Equinor finds oil & gas in North Sea using Odfjell's sixth-generation rig

Equinor finds oil & gas in North Sea using Odfjell’s sixth-generation rig

Exploration & Production

Norwegian state-owned energy giant Equinor and its partners have made an oil and gas discovery in the North Sea, with drilling carried out using Odfjell Drilling’s sixth-generation Deepsea Stavanger rig.

Deepsea Stavanger. Photo: Odfjell Drilling

The discovery was made in wildcat wells 15/3-13 S and 15/3-13 A on the Gudrun field in the North Sea, located 50 kilometers north of the Sleipner Øst field in production license 025 and in a water depth of 110 meters, with the wells permanently plugged and abandoned.

Preliminary estimates show that the size of the discovery is between 0.1 and 1.2 million standard cubic meters (Sm3) of recoverable oil equivalent in the intra-Draupne Formation and between 0.4 and 1.3 Sm3 of recoverable oil equivalent in the Hugin Formation.

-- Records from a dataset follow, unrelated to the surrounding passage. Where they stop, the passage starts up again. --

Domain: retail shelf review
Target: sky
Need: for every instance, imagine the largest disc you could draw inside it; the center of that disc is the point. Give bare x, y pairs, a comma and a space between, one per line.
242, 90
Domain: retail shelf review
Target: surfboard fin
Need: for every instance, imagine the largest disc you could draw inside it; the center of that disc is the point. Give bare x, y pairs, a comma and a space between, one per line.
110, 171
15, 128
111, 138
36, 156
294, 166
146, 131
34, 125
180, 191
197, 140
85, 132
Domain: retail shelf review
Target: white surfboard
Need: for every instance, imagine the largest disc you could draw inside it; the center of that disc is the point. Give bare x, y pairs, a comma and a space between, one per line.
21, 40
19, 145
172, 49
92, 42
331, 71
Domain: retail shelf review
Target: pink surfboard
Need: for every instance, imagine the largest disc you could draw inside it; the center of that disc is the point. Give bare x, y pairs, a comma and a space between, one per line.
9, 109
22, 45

Source: Norwegian Offshore Directorate

Well 15/3-13 S encountered thin oil-bearing sandstone layers in the intra-Draupne Formation, while no oil/water contact was encountered. In the Hugin Formation, the well encountered a total of 92 meters of sandstone with poor reservoir properties, the Norwegian Offshore Directorate reported, adding that gas was encountered in two intervals, with respective thicknesses of 8 and 7 meters.

The sidetrack 15/3-13 A was drilled with the objective of delineating the discovery. It encountered oil in an 85-meter thick interval in the intra-Draupne Formation, a total of 13 meters of which were intermittent sandstone layers with moderate reservoir quality. The oil/water contact was proven 4,328 metres below sea level.

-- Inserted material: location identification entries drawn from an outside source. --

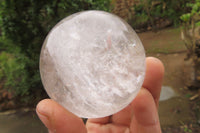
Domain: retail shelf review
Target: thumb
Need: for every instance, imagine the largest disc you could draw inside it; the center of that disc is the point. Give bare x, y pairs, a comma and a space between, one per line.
145, 119
57, 119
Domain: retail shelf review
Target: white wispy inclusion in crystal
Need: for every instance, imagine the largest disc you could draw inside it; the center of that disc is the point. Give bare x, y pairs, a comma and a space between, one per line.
92, 63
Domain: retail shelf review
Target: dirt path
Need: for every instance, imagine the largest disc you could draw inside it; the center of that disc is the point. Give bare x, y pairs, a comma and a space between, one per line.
177, 115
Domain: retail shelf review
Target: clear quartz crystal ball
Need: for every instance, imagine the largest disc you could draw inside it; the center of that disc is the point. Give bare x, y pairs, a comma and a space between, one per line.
92, 63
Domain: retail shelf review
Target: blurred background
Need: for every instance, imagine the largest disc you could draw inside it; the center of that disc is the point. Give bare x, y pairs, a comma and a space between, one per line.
169, 30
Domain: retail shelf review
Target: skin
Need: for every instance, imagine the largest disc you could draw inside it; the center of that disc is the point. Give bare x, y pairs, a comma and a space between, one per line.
140, 116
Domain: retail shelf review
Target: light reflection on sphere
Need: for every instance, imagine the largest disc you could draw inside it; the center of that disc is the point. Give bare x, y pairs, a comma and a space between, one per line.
92, 63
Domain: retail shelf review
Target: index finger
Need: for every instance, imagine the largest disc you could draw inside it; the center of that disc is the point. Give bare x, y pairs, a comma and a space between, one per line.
154, 77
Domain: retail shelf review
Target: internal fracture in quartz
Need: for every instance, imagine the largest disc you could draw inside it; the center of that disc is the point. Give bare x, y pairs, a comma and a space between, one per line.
92, 63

According to the Norwegian Offshore Directorate, 15/3-13 A also proved about 100 meters of sandstone with poor reservoir properties in the Hugin Formation. The entire interval was aquiferous, and no gas/water contact was proven.

Well 15/3-13 S was drilled to respective measured and vertical depths of 4,826 meters and 4,740 meters below sea level, while well 15/3-13 A was drilled to respective measured and vertical depths of 4,900 meters and 4,814 meters below sea level.

The licensees, Equinor (operator, 36%), Vår Energi Norge (25%), OMV (Norge) (24%), and Repsol Norway (15%), plan to assess the well results in light of other prospectivity in the area.

Gudrun was discovered in 1975, and the plan for development and operation (PDO) was approved in 2010. The field is developed with a steel jacket and a topside with a process facility and living quarters. It is tied-back to the Sleipner A facility with two pipelines, one for oil and one for wet gas. A PDO exemption was granted for the discovery 15/3-9 in 2013, with production starting in 2014.

In a move to reduce annual emissions from the Norwegian continental shelf (NCS), Equinor earlier this year started partly operating the Gudrun platform, the Sleipnir field center and other associated fields on power from shore. The Gudrun platform was connected to electricity through the existing cable to Sleipner.